Greetings all,
I’m trying to get information to calculate PPCs and LOO from a horseshoe regression using matrix notation for the model. Here is the code
modelString = "
data {
int<lower=1> n; // Number of data
int<lower=1> p; // Number of covariates
matrix[n,p] X;
real readscore[n];
}
parameters {
vector[p] beta;
vector<lower=0>[p] lambda;
real<lower=0> tau;
real alpha;
real<lower=0> sigma;
}
model {
beta ~ normal(0, tau * lambda);
tau ~ cauchy(0, 1);
lambda ~ cauchy(0, 1);
alpha ~ normal(0, 1);
sigma ~ cauchy(0, 1);
readscore ~ normal(alpha + X * beta, sigma);
}
// For posterior predictive checking and loo cross-validation
generated quantities {
vector[n] readscore_rep;
vector[n] log_lik;
for (i in 1:n) {
readscore_rep[i] = normal_rng(alpha + X * beta, sigma);
log_lik[i] = normal_lpdf(readscore[i] | alpha + X * beta, sigma);
}
}
"
I’m getting this error message which I presume is a conflict in the assignment, but I am not sure what is needed to get this to run.
SYNTAX ERROR, MESSAGE(S) FROM PARSER:
Dimension mismatch in assignment; variable name = readscore_rep, type = real; right-hand side type = real[ ].
Illegal statement beginning with non-void expression parsed as
readscore_rep[i]
Not a legal assignment, sampling, or function statement. Note that
* Assignment statements only allow variables (with optional indexes) on the left;
* Sampling statements allow arbitrary value-denoting expressions on the left.

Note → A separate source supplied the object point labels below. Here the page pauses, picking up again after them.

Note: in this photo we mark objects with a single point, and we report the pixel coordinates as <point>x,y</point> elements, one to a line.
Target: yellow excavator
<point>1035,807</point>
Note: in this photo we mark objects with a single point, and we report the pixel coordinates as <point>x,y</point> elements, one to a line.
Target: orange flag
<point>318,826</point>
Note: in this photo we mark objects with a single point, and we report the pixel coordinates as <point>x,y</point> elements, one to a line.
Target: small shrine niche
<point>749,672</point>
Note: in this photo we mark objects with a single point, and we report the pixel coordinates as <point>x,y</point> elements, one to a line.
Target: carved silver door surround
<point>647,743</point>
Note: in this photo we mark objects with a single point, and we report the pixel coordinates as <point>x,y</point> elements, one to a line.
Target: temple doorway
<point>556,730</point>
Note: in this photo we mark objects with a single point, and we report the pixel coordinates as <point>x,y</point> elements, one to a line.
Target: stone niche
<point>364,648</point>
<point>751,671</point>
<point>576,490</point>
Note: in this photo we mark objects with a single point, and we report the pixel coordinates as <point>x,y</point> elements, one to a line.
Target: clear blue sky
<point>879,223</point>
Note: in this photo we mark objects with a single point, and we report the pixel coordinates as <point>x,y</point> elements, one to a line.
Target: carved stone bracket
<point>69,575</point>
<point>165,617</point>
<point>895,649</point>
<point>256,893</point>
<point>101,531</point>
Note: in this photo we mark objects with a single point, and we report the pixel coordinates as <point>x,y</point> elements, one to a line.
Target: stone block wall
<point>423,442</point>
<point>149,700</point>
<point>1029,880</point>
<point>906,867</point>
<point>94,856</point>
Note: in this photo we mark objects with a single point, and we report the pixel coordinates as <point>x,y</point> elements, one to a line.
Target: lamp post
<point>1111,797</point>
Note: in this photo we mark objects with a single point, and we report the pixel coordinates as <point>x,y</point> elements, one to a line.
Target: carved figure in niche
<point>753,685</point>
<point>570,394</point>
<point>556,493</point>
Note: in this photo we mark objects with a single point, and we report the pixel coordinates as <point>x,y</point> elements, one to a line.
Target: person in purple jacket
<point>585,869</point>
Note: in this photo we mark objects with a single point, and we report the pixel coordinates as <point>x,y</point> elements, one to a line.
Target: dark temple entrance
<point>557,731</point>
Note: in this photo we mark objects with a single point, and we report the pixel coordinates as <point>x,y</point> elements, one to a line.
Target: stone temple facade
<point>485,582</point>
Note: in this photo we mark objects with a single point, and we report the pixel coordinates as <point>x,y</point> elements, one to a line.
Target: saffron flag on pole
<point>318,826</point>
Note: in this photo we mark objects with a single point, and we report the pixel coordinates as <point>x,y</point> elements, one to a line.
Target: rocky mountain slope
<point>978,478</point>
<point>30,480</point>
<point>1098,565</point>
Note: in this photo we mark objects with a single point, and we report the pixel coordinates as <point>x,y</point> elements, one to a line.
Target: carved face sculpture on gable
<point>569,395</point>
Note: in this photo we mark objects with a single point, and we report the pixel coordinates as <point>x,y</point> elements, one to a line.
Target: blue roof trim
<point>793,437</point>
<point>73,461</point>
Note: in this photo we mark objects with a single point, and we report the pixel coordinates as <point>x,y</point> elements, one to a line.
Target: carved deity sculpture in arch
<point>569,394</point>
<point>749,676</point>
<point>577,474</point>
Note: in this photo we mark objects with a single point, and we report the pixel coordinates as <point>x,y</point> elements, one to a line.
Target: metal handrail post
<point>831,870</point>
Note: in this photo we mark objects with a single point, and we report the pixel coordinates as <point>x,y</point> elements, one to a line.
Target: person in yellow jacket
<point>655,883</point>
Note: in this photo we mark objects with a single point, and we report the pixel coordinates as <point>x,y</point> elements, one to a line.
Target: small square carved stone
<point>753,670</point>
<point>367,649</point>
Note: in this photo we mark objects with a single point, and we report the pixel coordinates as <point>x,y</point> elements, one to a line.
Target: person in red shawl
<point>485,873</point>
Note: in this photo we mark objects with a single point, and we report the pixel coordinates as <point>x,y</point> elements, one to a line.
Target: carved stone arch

* Functions used as statements must be declared to have void returns
error in 'model10676ac612dc_50bc7d8a3e141c2f4fdff6b380d8232a' at line 32, column 4
-------------------------------------------------
30: vector[n] log_lik;
31: for (i in 1:n) {
32: readscore_rep[i] = normal_rng(alpha + X * beta, sigma);
^
33:
-------------------------------------------------
PARSER EXPECTED: "}"
Error in stanc(file = file, model_code = model_code, model_name = model_name, :
failed to parse Stan model '50bc7d8a3e141c2f4fdff6b380d8232a' due to the above error.
As always, thank you for your time an patience.
The error says
Dimension mismatch in assignment; variable name = readscore_rep, type = real; right-hand side type = real[ ].
The normal_rng()
expression is vectorized and generates an array of values but this is inside a loop so you’re trying to assign that array into a single element of readscore_rep
. You can move it out of the loop and have
readscore_rep = normal_rng(alpha + X * beta, sigma);
or select a single row of X
so that the normal_rng
generates single value
for (i in 1:n) {
readscore_rep[i] = normal_rng(alpha + X[i,:] * beta, sigma);
log_lik[i] = normal_lpdf(readscore[i] | alpha + X[i,:] * beta, sigma);
}
Niko,
Thanks. The second approach works. The first approach is giving me the following
SYNTAX ERROR, MESSAGE(S) FROM PARSER:
Dimension mismatch in assignment; variable name = readscore_rep, type = vector; right-hand side type = real[ ].
Illegal statement beginning with non-void expression parsed as
readscore_rep
Not a legal assignment, sampling, or function statement. Note that
* Assignment statements only allow variables (with optional indexes) on the left;
* Sampling statements allow arbitrary value-denoting expressions on the left.
* Functions used as statements must be declared to have void returns
error in 'model2108373c6251_86e53254a4d33155e368c3d5d9fb9f68' at line 31, column 2
-------------------------------------------------
29: vector[n] readscore_rep;
30: vector[n] log_lik;
31: readscore_rep = normal_rng(alpha + X * beta, sigma);
^
32: log_lik = normal_lpdf(readscore| alpha + X * beta, sigma);
-------------------------------------------------
PARSER EXPECTED: <one of the following:
a variable declaration, beginning with type
(int, real, vector, row_vector, matrix, unit_vector,
simplex, ordered, positive_ordered,
corr_matrix, cov_matrix,
cholesky_corr, cholesky_cov
or a <statement>
or '}' to close variable declarations and definitions>
Error in stanc(file = file, model_code = model_code, model_name = model_name, :
failed to parse Stan model '86e53254a4d33155e368c3d5d9fb9f68' due to the above error.
>
Still, things seem to be working. Thanks again.
Ooh, I forgot the “vectorized” normal_rng
outputs an array and not a vector. You could convert that with to_vector()
but the second approach is probably better anyway.